Over the last decade, it has been well documented that tools demanding significant data entry were felt to make doctors less efficient and were seen as less useful. Not surprisingly, tools requiring doctors to do lots of data entry were used less often. Although automatically populating these tools with existing data from the Electronic Health Record (EHR) seems the obvious answer, it has real challenges.

Sometimes it is not clear which data to enter. For example, there may be multiple blood pressures documented and it may not be obvious to the computer which one should be used. In other cases, the needed inputs might not be recorded exactly in the right format or with the right details, or the inputs may be completely missing.

New technologies might alleviate the problem. Computer-assisted physician documentation (CAPD) uses real-time natural language understanding (NLU) to convert the clinician’s sentences into computer-readable codes.

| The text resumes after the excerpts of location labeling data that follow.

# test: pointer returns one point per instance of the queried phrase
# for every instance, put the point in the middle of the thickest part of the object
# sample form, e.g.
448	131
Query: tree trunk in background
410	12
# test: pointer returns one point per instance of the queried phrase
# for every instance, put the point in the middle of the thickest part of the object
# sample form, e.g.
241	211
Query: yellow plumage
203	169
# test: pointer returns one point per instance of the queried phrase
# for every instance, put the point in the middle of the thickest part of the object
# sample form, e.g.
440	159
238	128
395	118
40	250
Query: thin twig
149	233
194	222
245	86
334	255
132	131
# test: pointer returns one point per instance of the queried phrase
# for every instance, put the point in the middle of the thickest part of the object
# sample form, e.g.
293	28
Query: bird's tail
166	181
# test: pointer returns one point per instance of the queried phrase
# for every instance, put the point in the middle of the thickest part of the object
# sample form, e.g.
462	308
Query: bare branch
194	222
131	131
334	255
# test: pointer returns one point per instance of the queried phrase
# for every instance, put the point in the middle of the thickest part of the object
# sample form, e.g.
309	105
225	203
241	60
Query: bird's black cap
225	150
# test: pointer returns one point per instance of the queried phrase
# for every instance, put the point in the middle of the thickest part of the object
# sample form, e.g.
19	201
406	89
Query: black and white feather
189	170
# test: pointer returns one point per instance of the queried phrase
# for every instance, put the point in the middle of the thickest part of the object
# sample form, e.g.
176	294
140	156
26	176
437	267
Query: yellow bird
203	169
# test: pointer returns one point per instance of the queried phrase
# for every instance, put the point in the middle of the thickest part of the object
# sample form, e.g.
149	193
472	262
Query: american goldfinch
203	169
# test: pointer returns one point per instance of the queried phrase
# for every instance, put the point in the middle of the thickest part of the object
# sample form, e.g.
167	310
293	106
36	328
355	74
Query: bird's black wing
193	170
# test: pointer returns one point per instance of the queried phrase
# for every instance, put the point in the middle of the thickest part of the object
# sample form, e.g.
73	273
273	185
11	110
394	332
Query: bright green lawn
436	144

Those codes automatically populate decision support algorithms executed by rules engines, and seamlessly display the result. Caregivers are no longer forced to re-document the same information in checkboxes and manually run the tools. The rules engines automatically identify when a required input is missing, and can immediately prompt the clinician to add it if warranted. This enables real-time decision support, so that clinicians can provide better care.

CAPD becomes even more interesting when the rules engines start doing even more work on behalf of the clinician. For example, in addition to auto-populating decision support rules, the system might even save time by auto-generating some of the doctor’s notes, auto-generating billing and regulatory reporting codes, and automatically building a provisional set of orders based on the doctor’s notes.

One of the most exciting promises of Big Data combined with advanced technologies like NLU is its ability to “bootstrap” — to identify important missing data and either grab it from another source, infer it from existing data, or prompt the clinician to add it during the normal course of documentation. With these technologies in place, we can reap the value of Big Data without paying the heavy cost of Big Data entry. The result will be better and faster healthcare for all.

Dr. Jonathan Handler is the Chief Medical Information Officer at M*Modal.